The implications of the ongoing invasion of Iran by the United States on the peso–dollar exchange rate and the Philippine economy as a whole remain a “wait-and-see” situation, according to RCBC Chief Economist Michael Ricafort.
In an interview with DAILY TRIBUNE, Ricafort said the effects of the ongoing conflict are “still wait-and-see for the markets upon resumption of trading on Monday, 2 March, especially if there would be volatility in global oil/energy prices and potential disruption of global oil/energy supply chains,” noting that demand for the greenback may rise amid bargain-hunting and hedging.
“We’ll see by tomorrow when the markets reopen, but there could be some bargain-hunting to hedge requirements as a matter of prudence, until the dust settles,” Ricafort added.
During the January Venezuelan invasion by the US, the peso weakened slightly against the U.S. dollar once markets reopened. Before the event, the peso had been trading just under the P59 level. However, in the first trading sessions after the news, it slipped to around P59.13–P59.21 per dollar, moving closer to its recent lows.
This depreciation reflected not a collapse but rather a modest reaction driven mainly by investors shifting toward the U.S. dollar as a safe-haven asset amid geopolitical uncertainty following the strike—something Ricafort said could happen again following the US strikes on Iran, which reportedly resulted in the death of Iranian Supreme Leader Ali Khamenei.
“There could be some shift to safe havens until the dust settles, as a matter of prudence to hedge various risk exposures to be on the safe side,” he said.
Meanwhile, the closure of the Strait of Hormuz remains a major risk for global oil prices, as it is a key shipping route connecting the oil-producing countries of the Middle East to the rest of the world.
Approximately 20 million barrels of crude oil passed through the strait daily in 2024, equivalent to nearly 20 percent of global oil consumption, according to the U.S. Energy Information Administration.
As an oil-importing nation, the peso–dollar exchange rate is fairly sensitive to oil price changes, with higher oil prices typically weakening the peso. Ricafort noted that before markets closed last Friday, global crude oil prices were already “near seven-month highs.”
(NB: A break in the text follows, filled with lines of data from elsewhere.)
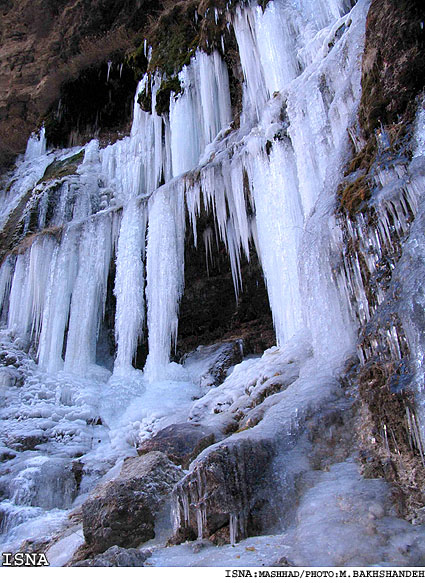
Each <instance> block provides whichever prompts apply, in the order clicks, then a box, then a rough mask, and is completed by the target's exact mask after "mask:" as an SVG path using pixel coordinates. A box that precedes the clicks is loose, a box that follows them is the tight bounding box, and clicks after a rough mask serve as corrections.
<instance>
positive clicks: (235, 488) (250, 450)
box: [173, 439, 273, 544]
mask: <svg viewBox="0 0 425 583" xmlns="http://www.w3.org/2000/svg"><path fill="white" fill-rule="evenodd" d="M272 458H273V446H272V444H271V443H269V442H268V441H266V440H263V441H251V440H248V439H241V440H237V441H234V442H231V443H228V444H226V445H224V446H219V447H217V448H215V449H213V450H212V451H210V452H208V453H207V454H206V455H205V457H203V458H201V459H200V460H199V461H198V462H197V463H196V464H195V465H194V466H193V467H192V470H191V472H190V473H189V474H188V475H187V476H185V477H184V478H183V480H181V481H180V482H179V484H177V486H176V488H175V489H174V492H173V498H174V506H175V508H176V509H177V513H178V514H179V516H180V521H179V522H178V524H177V528H176V531H175V536H174V541H173V542H181V541H182V540H187V539H192V540H193V539H195V538H196V537H198V538H210V540H212V541H213V542H215V543H216V544H223V543H224V542H231V541H232V540H233V539H236V538H239V537H241V536H242V537H243V536H248V535H249V534H254V533H258V532H260V531H261V530H262V529H263V528H264V527H265V523H266V522H267V521H268V519H270V515H269V514H268V513H267V506H268V496H267V494H266V491H268V492H270V490H267V489H268V488H270V483H271V480H270V478H271V476H270V469H271V461H272ZM211 537H212V538H211ZM216 539H217V540H216Z"/></svg>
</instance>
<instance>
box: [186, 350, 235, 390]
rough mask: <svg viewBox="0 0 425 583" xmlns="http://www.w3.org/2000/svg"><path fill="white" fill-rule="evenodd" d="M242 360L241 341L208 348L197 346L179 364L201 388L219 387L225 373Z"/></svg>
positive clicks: (222, 381) (221, 381)
mask: <svg viewBox="0 0 425 583" xmlns="http://www.w3.org/2000/svg"><path fill="white" fill-rule="evenodd" d="M242 359H243V341H242V340H241V339H237V340H232V341H230V342H219V343H218V344H212V345H210V346H198V348H197V349H196V350H193V351H192V352H189V353H188V354H186V355H185V356H184V357H183V358H182V360H181V362H182V363H183V364H184V367H185V369H186V370H188V371H189V373H190V374H191V375H192V377H193V378H194V380H195V381H196V382H199V383H200V384H201V386H211V385H220V384H221V383H222V382H223V381H224V379H225V378H226V375H227V371H228V370H229V368H230V367H232V366H234V365H235V364H239V363H240V362H242Z"/></svg>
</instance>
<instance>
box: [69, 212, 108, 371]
mask: <svg viewBox="0 0 425 583" xmlns="http://www.w3.org/2000/svg"><path fill="white" fill-rule="evenodd" d="M111 252H112V237H111V218H110V216H108V215H103V216H102V217H99V218H95V219H91V220H89V221H88V223H86V224H84V225H83V232H82V233H81V239H80V241H79V254H78V256H79V257H78V274H77V277H76V280H75V285H74V287H73V290H72V302H71V311H70V317H69V331H68V338H67V345H66V355H65V370H66V371H70V372H71V371H73V372H78V373H79V374H84V373H86V372H87V371H88V367H89V365H91V364H95V360H96V340H97V335H98V332H99V325H100V322H101V318H102V316H103V311H104V305H105V300H106V285H107V279H108V272H109V265H110V261H111Z"/></svg>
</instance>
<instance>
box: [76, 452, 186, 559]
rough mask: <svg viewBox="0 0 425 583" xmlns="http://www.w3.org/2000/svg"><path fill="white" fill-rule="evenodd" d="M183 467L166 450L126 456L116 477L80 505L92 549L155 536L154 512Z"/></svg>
mask: <svg viewBox="0 0 425 583" xmlns="http://www.w3.org/2000/svg"><path fill="white" fill-rule="evenodd" d="M182 476H183V471H182V470H181V469H180V468H178V467H177V466H175V465H174V464H173V463H172V462H171V461H170V460H169V459H168V458H167V456H166V455H165V454H163V453H162V452H159V451H152V452H150V453H147V454H146V455H143V456H141V457H134V458H127V459H126V460H125V461H124V464H123V467H122V469H121V473H120V474H119V476H118V477H117V478H115V479H114V480H111V481H110V482H107V483H105V484H100V485H99V486H98V487H97V488H96V489H95V490H94V492H93V493H92V494H91V496H90V497H89V498H88V500H87V501H86V502H85V503H84V504H83V506H82V515H83V532H84V537H85V539H86V543H87V544H88V546H89V547H90V549H91V551H92V552H94V553H102V552H103V551H105V550H106V549H108V548H109V547H111V546H113V545H119V546H122V547H125V548H130V547H137V546H139V545H140V544H141V543H142V542H145V541H147V540H149V539H151V538H153V537H154V536H155V531H154V526H155V516H156V514H157V512H158V510H159V509H160V508H161V507H162V506H163V504H164V502H165V500H166V498H167V496H168V495H169V494H170V493H171V490H172V488H173V486H174V484H175V483H176V482H178V481H179V480H180V479H181V477H182Z"/></svg>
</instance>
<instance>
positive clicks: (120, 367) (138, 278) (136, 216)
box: [114, 199, 147, 374]
mask: <svg viewBox="0 0 425 583" xmlns="http://www.w3.org/2000/svg"><path fill="white" fill-rule="evenodd" d="M146 219H147V217H146V205H145V203H140V202H138V201H137V200H135V199H133V200H131V201H130V202H129V204H128V205H127V206H126V207H125V208H124V213H123V218H122V222H121V229H120V235H119V239H118V252H117V272H116V278H115V289H114V294H115V297H116V298H117V308H116V315H115V337H116V342H117V356H116V359H115V365H114V373H115V374H117V373H118V374H123V373H125V371H126V370H131V368H132V360H133V357H134V355H135V352H136V349H137V344H138V341H139V340H140V338H141V337H142V335H143V325H144V319H145V304H144V274H143V269H144V265H143V259H144V254H145V232H146Z"/></svg>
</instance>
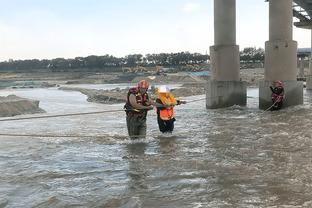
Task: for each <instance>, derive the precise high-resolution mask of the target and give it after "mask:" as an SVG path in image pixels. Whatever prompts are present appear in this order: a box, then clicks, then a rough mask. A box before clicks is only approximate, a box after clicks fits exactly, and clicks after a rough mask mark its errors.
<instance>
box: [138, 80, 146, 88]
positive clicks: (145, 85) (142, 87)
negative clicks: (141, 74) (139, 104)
mask: <svg viewBox="0 0 312 208" xmlns="http://www.w3.org/2000/svg"><path fill="white" fill-rule="evenodd" d="M138 88H144V89H148V82H147V81H146V80H144V79H143V80H141V81H140V82H139V83H138Z"/></svg>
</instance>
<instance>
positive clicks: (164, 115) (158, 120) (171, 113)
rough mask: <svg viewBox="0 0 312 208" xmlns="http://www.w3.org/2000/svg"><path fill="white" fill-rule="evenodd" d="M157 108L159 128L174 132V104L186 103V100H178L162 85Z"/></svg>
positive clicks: (158, 93)
mask: <svg viewBox="0 0 312 208" xmlns="http://www.w3.org/2000/svg"><path fill="white" fill-rule="evenodd" d="M157 97H158V98H157V99H156V103H157V104H158V105H156V109H157V122H158V127H159V130H160V131H161V132H162V133H172V131H173V129H174V122H175V120H176V119H175V118H174V110H173V108H174V106H175V105H180V104H185V103H186V102H185V101H180V100H176V99H175V98H174V96H173V95H172V94H171V93H170V90H169V88H168V87H166V86H161V87H159V88H158V89H157Z"/></svg>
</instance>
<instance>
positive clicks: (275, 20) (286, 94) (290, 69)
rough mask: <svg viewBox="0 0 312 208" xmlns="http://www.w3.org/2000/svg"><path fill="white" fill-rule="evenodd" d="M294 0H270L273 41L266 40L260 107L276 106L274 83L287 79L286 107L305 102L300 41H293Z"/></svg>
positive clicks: (272, 37)
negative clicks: (267, 40) (298, 45)
mask: <svg viewBox="0 0 312 208" xmlns="http://www.w3.org/2000/svg"><path fill="white" fill-rule="evenodd" d="M292 3H293V0H269V41H267V42H266V43H265V63H264V68H265V70H264V81H261V82H260V86H259V108H260V109H267V108H269V107H270V106H271V105H272V101H271V90H270V89H269V86H270V85H273V82H274V80H280V81H282V82H283V86H284V88H285V101H284V106H285V107H286V106H292V105H299V104H302V103H303V83H302V82H298V81H297V42H296V41H294V40H293V35H292V34H293V28H292V25H293V11H292Z"/></svg>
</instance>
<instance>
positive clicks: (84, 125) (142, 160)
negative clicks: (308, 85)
mask: <svg viewBox="0 0 312 208" xmlns="http://www.w3.org/2000/svg"><path fill="white" fill-rule="evenodd" d="M10 92H12V91H0V94H1V95H5V94H8V93H10ZM14 93H15V94H17V95H18V96H24V97H28V98H36V99H40V100H42V102H41V107H42V108H43V109H45V110H46V111H47V113H48V114H55V113H69V112H88V111H95V110H104V109H118V108H121V107H122V105H112V106H108V105H100V104H93V103H88V102H86V101H85V98H86V97H85V96H83V95H81V94H80V93H78V92H63V91H58V90H55V89H31V90H16V91H14ZM248 95H249V96H250V97H249V98H248V106H247V107H239V106H234V107H231V108H226V109H218V110H206V109H205V107H204V105H205V102H204V101H199V102H194V103H190V104H186V105H183V106H178V107H176V118H177V122H176V126H175V130H174V133H173V134H172V135H162V134H161V133H159V131H158V129H157V123H156V117H155V112H150V113H149V117H148V136H147V138H146V139H145V140H138V141H130V140H129V139H128V137H127V136H126V135H127V134H126V128H125V115H124V113H123V112H119V113H109V114H101V115H88V116H75V117H69V118H68V117H66V118H49V119H37V120H24V121H14V122H13V121H12V122H0V129H1V133H23V134H54V135H77V137H73V138H62V137H60V138H40V137H39V138H35V137H4V136H1V137H0V207H151V208H153V207H173V208H175V207H176V208H178V207H190V208H191V207H196V208H199V207H250V208H251V207H287V208H288V207H312V197H311V193H312V175H311V172H312V163H311V158H312V123H311V122H310V120H311V117H312V105H311V102H312V94H311V93H309V92H305V104H304V105H302V106H296V107H291V108H287V109H284V110H281V111H279V112H263V111H261V110H258V98H257V90H255V89H249V90H248ZM196 98H198V97H196ZM187 99H188V100H192V99H195V98H194V97H191V98H187ZM79 135H94V136H96V137H94V138H92V137H89V138H81V137H78V136H79ZM98 136H101V137H98Z"/></svg>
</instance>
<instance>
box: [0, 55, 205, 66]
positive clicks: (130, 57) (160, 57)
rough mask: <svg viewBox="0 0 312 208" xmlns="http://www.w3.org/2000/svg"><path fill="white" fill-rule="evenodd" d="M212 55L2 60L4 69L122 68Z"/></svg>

Following the US invasion of Venezuela, analysts initially expected crude prices to briefly rise toward around $65 per barrel due to geopolitical risks, with some projections suggesting a spike toward $70–$80 if supply were disrupted. However, Venezuelan oil facilities were largely undamaged and production continued. Some benchmarks later drifted slightly lower as traders concluded the supply shock would be limited.
Oil prices were already set to tee mixed movements this week, with the Department of Energy reporting on 20 February that gasoline may rollback by P0.45 per liter, while diesel and kerosene may increase by P0.05 and P0.10 per liter, respectively.
Meanwhile, Ricafort added that remittances from overseas Filipino workers (OFWs) in the Middle East may also be affected by the unrest.
“Disruptions in travel, OFW deployment, and jobs could reduce business, employment, and other economic activities in some Middle Eastern countries. As a matter of prudence and safety, this could reduce OFW employment and remittances,” he said.
Personal remittances—which include both cash transfers and compensation of overseas Filipinos—rose to $3.89 billion in December 2025, bringing the full-year total to a record $39.62 billion, up 3.3 percent from $38.34 billion in 2024.
The Department of Migrant Workers has issued several advisories to OFWs working in the Middle East, while several flights from Manila to the region have also been canceled in the wake of the unrest.